By John Walker on July 27th, 2012 at 3:00 pm.
We had thought Ubisoft’s Assassin’s Creed III six separate releases was confusing. The plans for the game everyone at RPS is most excited to play this year, Dishonored, now makes that move look positively bland. In a display of eye-rolling pre-order bonus alchemy, Bethesda have announced a divisive and flat-out bizarre set of retailer-dependent exclusives. It takes the form of a handy guide for publishers to see exactly how they shouldn’t promote a game, as you can see below.
This has been a superbly promoted and hyped game – and given the design team behind it, it’s a game we’re all ridiculously eager to play – but what we learned this morning revealed some of the most ludicrous shop-pandering nonsense we’ve ever seen. Seemingly designed to make the purchasing decision for customers as pointlessly confusing as possible, Bethesda have done deals with Game & Gamestation, Tesco, Shop.to.net, and Amazon.co.uk (and presumably similar in other countries), that make us not want to buy it from anywhere.
Let examine the mess.
Game/Gamestation have the Special Edition, containing a fucking tarot deck, along with the Arcane Assassin Downloadable Upgrade Pack. In that you get the Void Channel power, the ability to consume white rats for mana, a statue of whale in the game that means you get an additional slot for bone charm bonuses, an “unhidden book” called Filed Notes: The Journal of Granny Rags, 500 bonus coins, and, er, white rats in the game won’t be hostile to you.
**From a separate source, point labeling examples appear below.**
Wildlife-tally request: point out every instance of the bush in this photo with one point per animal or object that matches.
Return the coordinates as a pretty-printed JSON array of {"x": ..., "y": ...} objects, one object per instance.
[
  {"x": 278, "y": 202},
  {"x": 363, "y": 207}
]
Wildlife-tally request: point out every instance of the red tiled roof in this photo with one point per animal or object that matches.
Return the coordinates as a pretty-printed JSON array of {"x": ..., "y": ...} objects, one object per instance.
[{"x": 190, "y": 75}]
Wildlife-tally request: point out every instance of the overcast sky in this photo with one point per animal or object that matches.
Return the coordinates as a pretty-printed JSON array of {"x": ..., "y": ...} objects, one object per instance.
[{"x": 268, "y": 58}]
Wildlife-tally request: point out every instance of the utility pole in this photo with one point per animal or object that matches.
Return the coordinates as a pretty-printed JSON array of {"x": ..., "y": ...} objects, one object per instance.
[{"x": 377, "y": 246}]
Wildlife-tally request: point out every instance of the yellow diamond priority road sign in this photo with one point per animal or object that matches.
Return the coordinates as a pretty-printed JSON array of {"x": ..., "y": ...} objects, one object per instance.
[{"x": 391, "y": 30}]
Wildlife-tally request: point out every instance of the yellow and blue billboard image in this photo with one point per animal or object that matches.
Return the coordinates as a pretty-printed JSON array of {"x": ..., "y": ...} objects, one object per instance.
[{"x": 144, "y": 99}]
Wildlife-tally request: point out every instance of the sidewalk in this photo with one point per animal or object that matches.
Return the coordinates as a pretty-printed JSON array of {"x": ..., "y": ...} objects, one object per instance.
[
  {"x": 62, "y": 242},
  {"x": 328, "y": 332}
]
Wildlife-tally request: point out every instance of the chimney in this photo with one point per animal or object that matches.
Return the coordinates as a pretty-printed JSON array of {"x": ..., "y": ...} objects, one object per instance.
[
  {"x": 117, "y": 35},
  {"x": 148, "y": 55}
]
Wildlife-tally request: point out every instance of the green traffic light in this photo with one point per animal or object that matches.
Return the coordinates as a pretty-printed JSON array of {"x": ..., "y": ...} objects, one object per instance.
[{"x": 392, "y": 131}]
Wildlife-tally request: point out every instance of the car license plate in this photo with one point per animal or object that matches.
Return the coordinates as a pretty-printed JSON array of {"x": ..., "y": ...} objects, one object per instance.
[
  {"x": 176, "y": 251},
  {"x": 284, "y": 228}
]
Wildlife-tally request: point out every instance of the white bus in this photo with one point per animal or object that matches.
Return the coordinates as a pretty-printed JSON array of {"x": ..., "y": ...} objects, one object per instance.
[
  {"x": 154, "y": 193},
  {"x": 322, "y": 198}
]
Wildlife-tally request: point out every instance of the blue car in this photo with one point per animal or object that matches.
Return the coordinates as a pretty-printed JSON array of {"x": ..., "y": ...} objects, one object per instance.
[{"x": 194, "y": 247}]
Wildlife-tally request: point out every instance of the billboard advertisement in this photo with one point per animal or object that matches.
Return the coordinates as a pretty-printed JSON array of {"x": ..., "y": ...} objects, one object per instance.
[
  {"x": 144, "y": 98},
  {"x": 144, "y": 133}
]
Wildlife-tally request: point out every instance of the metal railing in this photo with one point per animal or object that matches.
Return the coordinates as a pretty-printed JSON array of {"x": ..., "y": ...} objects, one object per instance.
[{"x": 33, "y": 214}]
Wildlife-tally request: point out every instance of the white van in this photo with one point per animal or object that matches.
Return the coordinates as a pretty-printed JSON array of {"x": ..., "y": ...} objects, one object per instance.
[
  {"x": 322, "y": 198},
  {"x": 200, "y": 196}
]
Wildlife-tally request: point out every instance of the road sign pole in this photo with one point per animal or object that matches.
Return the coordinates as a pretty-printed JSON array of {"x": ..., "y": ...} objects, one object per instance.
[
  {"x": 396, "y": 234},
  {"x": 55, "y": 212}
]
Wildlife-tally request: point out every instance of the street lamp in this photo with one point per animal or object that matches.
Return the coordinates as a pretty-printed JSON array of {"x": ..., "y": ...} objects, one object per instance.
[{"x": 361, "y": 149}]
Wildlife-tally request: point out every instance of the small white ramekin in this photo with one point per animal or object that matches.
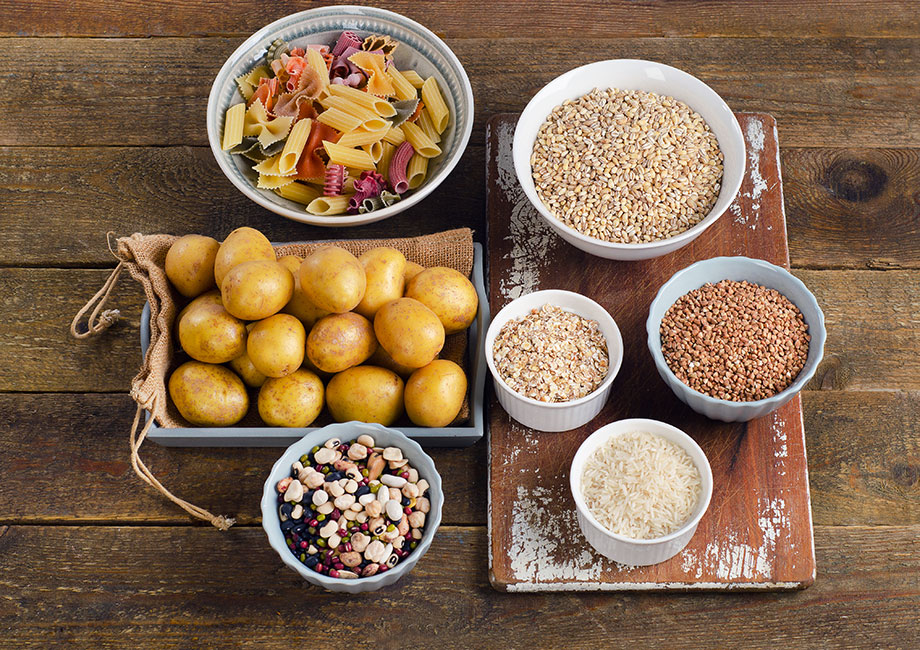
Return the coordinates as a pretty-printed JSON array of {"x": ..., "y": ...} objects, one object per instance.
[
  {"x": 625, "y": 550},
  {"x": 555, "y": 416}
]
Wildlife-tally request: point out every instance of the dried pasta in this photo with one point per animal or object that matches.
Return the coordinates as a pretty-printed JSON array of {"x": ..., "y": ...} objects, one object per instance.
[{"x": 336, "y": 127}]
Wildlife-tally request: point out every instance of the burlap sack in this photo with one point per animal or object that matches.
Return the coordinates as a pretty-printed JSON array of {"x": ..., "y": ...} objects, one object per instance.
[{"x": 144, "y": 256}]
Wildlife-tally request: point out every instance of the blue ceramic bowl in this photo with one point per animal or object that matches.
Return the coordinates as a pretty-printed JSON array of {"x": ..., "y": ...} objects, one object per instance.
[
  {"x": 349, "y": 431},
  {"x": 418, "y": 49},
  {"x": 738, "y": 269}
]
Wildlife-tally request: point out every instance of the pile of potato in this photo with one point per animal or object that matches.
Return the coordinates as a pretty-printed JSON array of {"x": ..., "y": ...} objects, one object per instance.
[{"x": 372, "y": 326}]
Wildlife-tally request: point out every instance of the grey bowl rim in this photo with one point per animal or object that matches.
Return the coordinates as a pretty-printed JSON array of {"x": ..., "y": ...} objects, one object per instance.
[
  {"x": 804, "y": 376},
  {"x": 268, "y": 504}
]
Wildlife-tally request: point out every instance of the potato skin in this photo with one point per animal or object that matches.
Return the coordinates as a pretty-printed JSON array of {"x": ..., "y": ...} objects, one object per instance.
[
  {"x": 190, "y": 264},
  {"x": 208, "y": 333},
  {"x": 256, "y": 290},
  {"x": 242, "y": 245},
  {"x": 410, "y": 332},
  {"x": 294, "y": 400},
  {"x": 333, "y": 279},
  {"x": 340, "y": 341},
  {"x": 299, "y": 305},
  {"x": 366, "y": 394},
  {"x": 434, "y": 393},
  {"x": 276, "y": 345},
  {"x": 208, "y": 395},
  {"x": 385, "y": 269},
  {"x": 250, "y": 375},
  {"x": 449, "y": 294}
]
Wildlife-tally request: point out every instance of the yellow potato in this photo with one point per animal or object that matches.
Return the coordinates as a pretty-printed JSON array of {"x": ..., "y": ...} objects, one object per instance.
[
  {"x": 366, "y": 394},
  {"x": 242, "y": 245},
  {"x": 449, "y": 294},
  {"x": 190, "y": 264},
  {"x": 276, "y": 345},
  {"x": 383, "y": 359},
  {"x": 412, "y": 269},
  {"x": 299, "y": 305},
  {"x": 247, "y": 372},
  {"x": 294, "y": 400},
  {"x": 385, "y": 268},
  {"x": 434, "y": 394},
  {"x": 410, "y": 332},
  {"x": 256, "y": 290},
  {"x": 208, "y": 333},
  {"x": 341, "y": 341},
  {"x": 333, "y": 279},
  {"x": 208, "y": 395}
]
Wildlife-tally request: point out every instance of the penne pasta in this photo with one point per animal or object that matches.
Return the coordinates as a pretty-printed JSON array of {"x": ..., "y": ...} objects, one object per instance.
[
  {"x": 434, "y": 104},
  {"x": 293, "y": 147},
  {"x": 361, "y": 137},
  {"x": 395, "y": 136},
  {"x": 413, "y": 78},
  {"x": 353, "y": 158},
  {"x": 339, "y": 119},
  {"x": 422, "y": 144},
  {"x": 401, "y": 85},
  {"x": 298, "y": 192},
  {"x": 424, "y": 122},
  {"x": 382, "y": 107},
  {"x": 416, "y": 171},
  {"x": 328, "y": 205},
  {"x": 386, "y": 155},
  {"x": 233, "y": 126}
]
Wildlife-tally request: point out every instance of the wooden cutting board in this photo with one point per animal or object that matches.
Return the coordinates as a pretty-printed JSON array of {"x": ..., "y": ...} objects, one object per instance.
[{"x": 757, "y": 533}]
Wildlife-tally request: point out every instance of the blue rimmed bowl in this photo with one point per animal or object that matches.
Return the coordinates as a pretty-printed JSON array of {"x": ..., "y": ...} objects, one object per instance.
[
  {"x": 383, "y": 437},
  {"x": 418, "y": 49},
  {"x": 737, "y": 269}
]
But if you pick Tesco‘s Shadow Rat Downloadable Upgrade Pack, you’ll get an ability called Delicate Touch, making breaking glass a quieter affair, another ability called Voyeur that lets you see better through keyholes, and a third ability called Deep Breather, that lets you breathe for longer under water. There’s also a Golden Rat statue, that also unlocks a bone charm, the 500 bonus coins, and an unhidden book called Field Notes: The Royal Spy.
Then there’s Shop.To.Net, with the Backstreet Butcher Downloadable Upgrade Pack. That has Fencer, improving your sword on sword advantage, Fire Water, letting you have bigger explosions from whiskey bottles, and Blast Resistant, reducing the explosion damage you take. There’s a Wolfhound statue, doing the same as above, and a book called Early Life And Times: Slackjaw, along with the 500 magical bonus coins.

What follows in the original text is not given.